Выбрать главу

Обрубок сильно вздыбился плотью, пузырясь и в секунду вытягиваясь в новую руку! Хотя я знал, что так будет, все равно видеть это удивительно.

Онигумо с удовлетворением разжимает и сжимает пальцы, одобрительно ворча возвращению конечности.

Он глянул в сторону лежащей булавы и отвернулся. Решил сражаться руками из-за скорости? Выставленные когти не имеют иного толкования. Ну, или ему лень идти за булавой.

- Да ладно, - протянул я, кривясь от неизменной ауры врага. – Екаи это чушь собачья.

Ни капли реацу не убавилось. Раны, двенадцать раз я пустил ему кровь, даже руку отрезал, а он так же свеж и полон сил.

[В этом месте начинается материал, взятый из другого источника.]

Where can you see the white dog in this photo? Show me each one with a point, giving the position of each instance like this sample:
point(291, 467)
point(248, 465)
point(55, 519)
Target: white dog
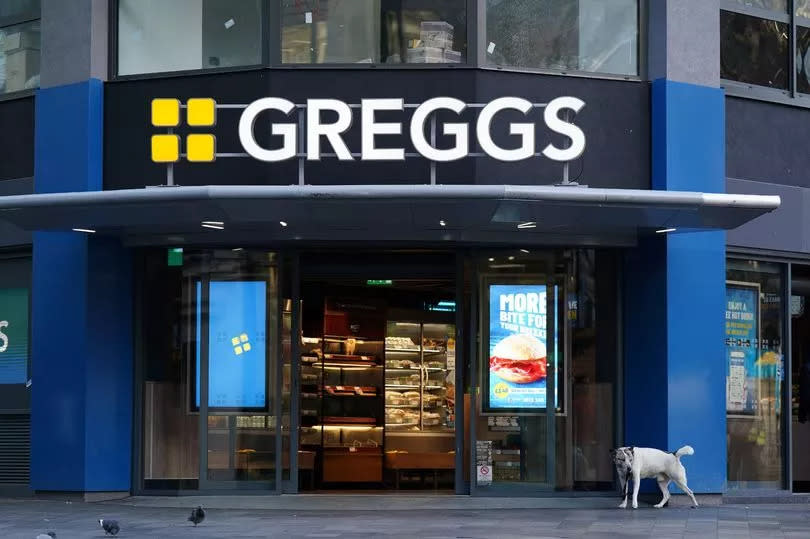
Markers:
point(639, 463)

Есть теория, что энергия берется из жертв, которых поглощают екаи. Если это так, то сколько же раз мне надо его убить или ранить, чтобы этот метафизический запас истощился?

Не знаю. Что знаю… Я выдохнусь раньше.

Теперь я понимаю ту головную боль, с которой столкнулись предшественники. Онигумо та еще боль в заднице. Как и, наверное, Екаи в целом.

- В чем дело, шинигами? – с насмешкой гремит голос Онигумо в разрушенном зале. – Начинаешь отчаиваться? Или надоело сдерживаться?

- Ты тоже далеко не в полную силу сражаешься, - парирую насмешку я.

Да. Зал в щепки, куча трещин, ямы в полу… А мы просто размяли косточки.

- Можешь тянуть время дальше, - великодушно разрешает екай. – Это лишь растягивает твою смерть. И мое удовольствие.

Да. Тут он, к сожалению, попал в точку. Благо, есть у меня одна идея…

- Ну, раз так, - тихо говорю я, принимая стойку. – Тогда я начну первым. Цуки Усаги (Лунный Кролик).

- И что это дало? – усмехается Екай, не видя изменений.

Я опустил меч, коснувшись кончиком мусора на полу, всего лишь щепки расколотых досок. Одно движение запястья и они летят в лицо екаю. И когда тот на долю секунды сосредоточился на щепке перед глазами… Я исчез.

А когда появился за спиной монстра, появилась и четкая линия разреза на бычьей шее. Голова скользит и падает со стуком на пол.

Тело без головы резко разворачивается и бьет рукой наотмашь! Выставленный зонт принимает на себя удар, но от вложенной силы я скольжу назад аж на три метра.

Я продолжаю холодно и трезво пополнять в голове возможности врага, словно заполняю анкету. Факты из истории о нем дополняются реальными или отметаются, записываются новые.

При потере головы не теряет боеспособности и трезвости мышления. Безголовое тело продолжает сражаться.

А ты интересный враг, Онигумо… И я еще не уверен, так ли ты варварски сражаешься на самом деле или это показательный фарс?

Голова на полу скалит острые клыки.

- Это было больно, шинигами, - тело берет голову и насаживает на место, он похрустел зажившей шеей. – Я верну это тебе… Переломав все кости!

Булава схвачена, он прыгает на меня с большей силой и скоростью! Битва закипает вновь.

В один момент боя он смог загнать меня в угол, размахнулся булавой и, со скоростью намного большей, чем показывал, бьет прямо в голову!

Я сложил зонт, превратив его в подобие одноручного копья, быстро скрестил со шпагой и принял удар на два оружия сразу.

- А? – удар едва пошатнул мои руки.

- Попа-а-ался, - выдыхает со зловонием крови из пасти Екай. – Шинигами!

Влажный звук плоти. За спиной Онигумо раскрывается шесть острых паучьих лап. Черные, со стекающей с опасных остриев кровью.

Больше слов не было. Лапы резко бьют все разом! По смертельным точкам моего тела! Глаза, сердце, печень, легкие.

Ожидаемо, придурок. Как может быть Онигумо без паучьих лап?

Я тоже не показывал всей скорости, на которую способен.

Клинок отшвыривает булаву. Получив свободное место, зонт раскрывается. В белую поверхность со всей дури бьют шесть паучьих лап.

А вот теперь я полностью ощутил мощь врага! Меня словно товарным поездом сбило!

Грохот и треск стены за спиной, я вылетаю наружу. Ноги касаются земли, тормозя и чертя две длинных полосы. Я на улице, но…

- Какого черта? – ошеломленно смотрю туда, где должно быть небо.

Вместо небес все заволокло паутиной! Весь задний двор накрыт паутинным куполом из черно-серых нитей, таких плотных, что они вообще не пропускают свет солнца.

В центре двора бывшая темница екая. Большой круглый камень с порванными веревками возле него и пожелтевшими от времени офуда, бумаги-печати. Единственное чистое место, не тронутое паутиной.